Help regarding s3 buckets read-write permissions

[attili-sanjeet]

Hello everyone,

I would like to ask you some help regarding s3 bucket acl permissions.

My objective is whenever i want to upload some objects/files in the bucket with the help of cli/bash script, i need to make it write allowed, and as soon as this write operation is completed i need to make the object/specific folder go read-only, In order to prevent any other persons (within an organizatino) to not modify/delete the uploaded objects.

How can i achieve this?

At the time of creating a bucket what kind of permissions are required to be provided?

I have referred these and tried out as well. But it didn't work for me even though i see the permissions turned to read only, but i was able to go and upload files to that bucket from GUI.
Even the bucket owner should not be able to write once the permissions are set to read-only in my case.

Commands used:

# Here id is the grantee's id who is a canonical user (bucket owner in our case)
aws s3api put-object-acl --bucket $bucket_name --key folder_name/ --grant-read id=$id

At the time of creating s3 bucket i gave these permissions:

1. Provided block all public access (On)
2. Object Ownership - bucket owner preferred
3. ACLs enabled
4. There is only one grantee - Bucket Owner (with permissions to objects - list, write and Bucket ACL - read, write)

Looking for a solution to my problem eagerly.
Thanks

[attili-sanjeet]

@RyanFitzSimmonsAK can you help me figure out a way to solve this?

[RyanFitzSimmonsAK]

Hi @attili-sanjeet, thanks for reaching out. Bucket owners have full control over the bucket and objects they own inside of it. It shouldn't be possible to restrict your own permissions. If you want to restrict other accounts from deleting or modifying objects in the bucket, you can enforce that the bucket owner owns every object in the bucket, and can set restrictions on them. In your use case, are you worried about other people uploading or modifying objects from the bucket owner account?

[attili-sanjeet]

Hi @RyanFitzSimmonsAK , thanks for responding to my query, i have previously tried bucket owner preferred with acl's enabled option, and asked the other people to view that object, even though with read permissions set, they were able to upload new files into that object.

Yeah, i am worried wrt other people uploading or modifying objects from bucket owner account
Can you suggest me some solution to this?

[attili-sanjeet]

I used this command to set the read permissions, but i think it was applied only on bucket owner level

# Here id is the grantee's id who is a canonical user (bucket owner in our case)
aws s3api put-object-acl --bucket $bucket_name --key folder_name/ --grant-read id=$id

[RyanFitzSimmonsAK]

Yep, that would only affect the permissions of the bucket owner (which bypasses restrictions anyway). With Block Public Access enabled, other accounts shouldn't be able to interact with the bucket at all.
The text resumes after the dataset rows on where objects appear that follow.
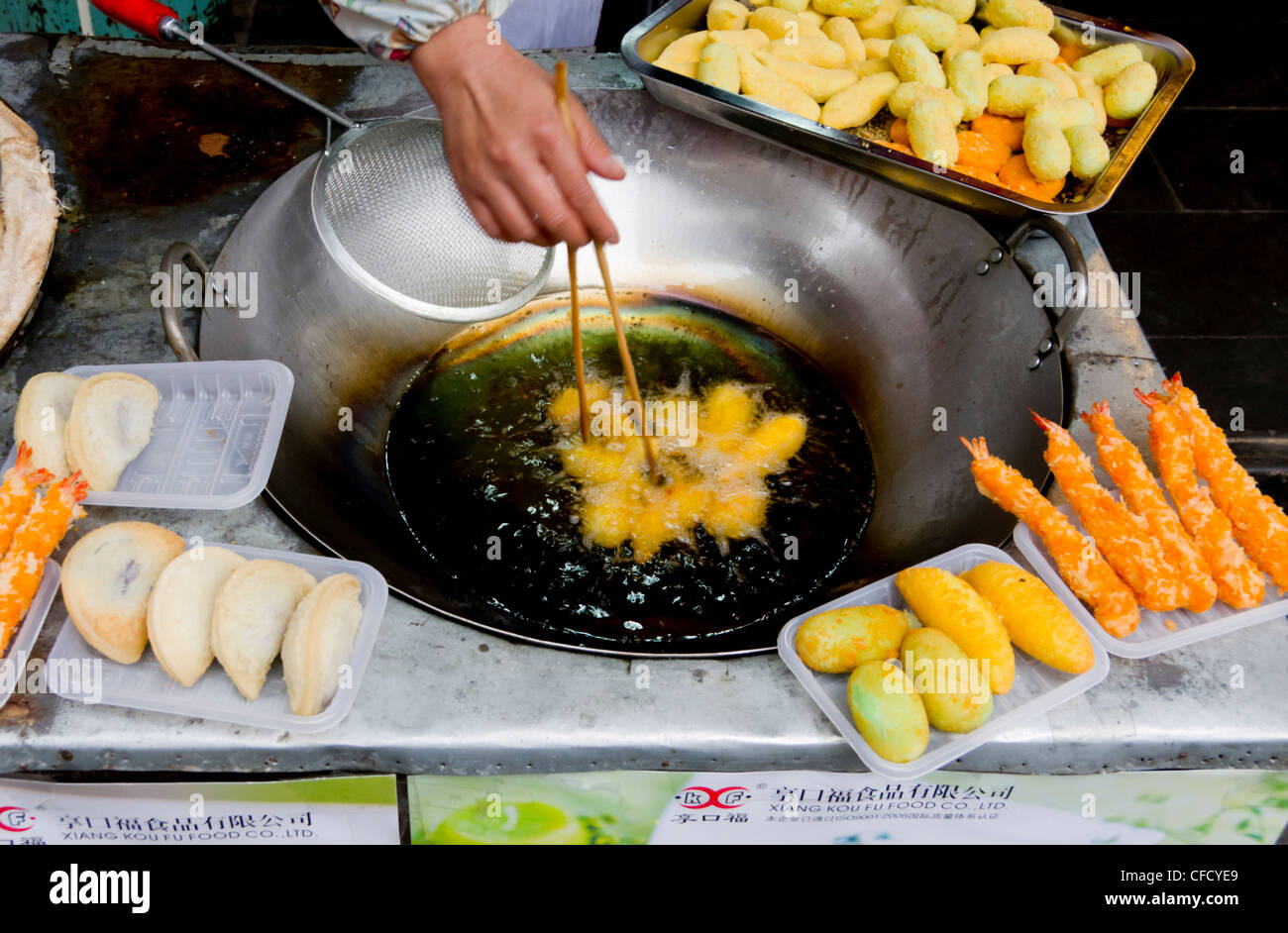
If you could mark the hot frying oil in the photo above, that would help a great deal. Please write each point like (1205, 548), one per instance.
(765, 473)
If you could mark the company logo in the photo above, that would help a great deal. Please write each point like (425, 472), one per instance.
(16, 819)
(700, 798)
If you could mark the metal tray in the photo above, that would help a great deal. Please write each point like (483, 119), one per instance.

Do you mean other people using the bucket owner account, or something else?

[attili-sanjeet]

Yeah, most of the other people using bucket owner account only, if this is the case then how can we proceed further?

[RyanFitzSimmonsAK]

It sounds like you're using the account's root user, and that several people have access to it. I would discourage that particular practice, as the root user has complete access to every aspect of the account. I've attached some relevant documentation.

Root user - https://docs.aws.amazon.com/IAM/latest/UserGuide/id_root-user.html
Read / write - https://docs.aws.amazon.com/IAM/latest/UserGuide/reference_policies_examples_s3_rw-bucket.html

You should be able to restrict the permissions of people not using the root user.

[attili-sanjeet]

Sure i'll try this out, thanks for your answer and time @RyanFitzSimmonsAK!!!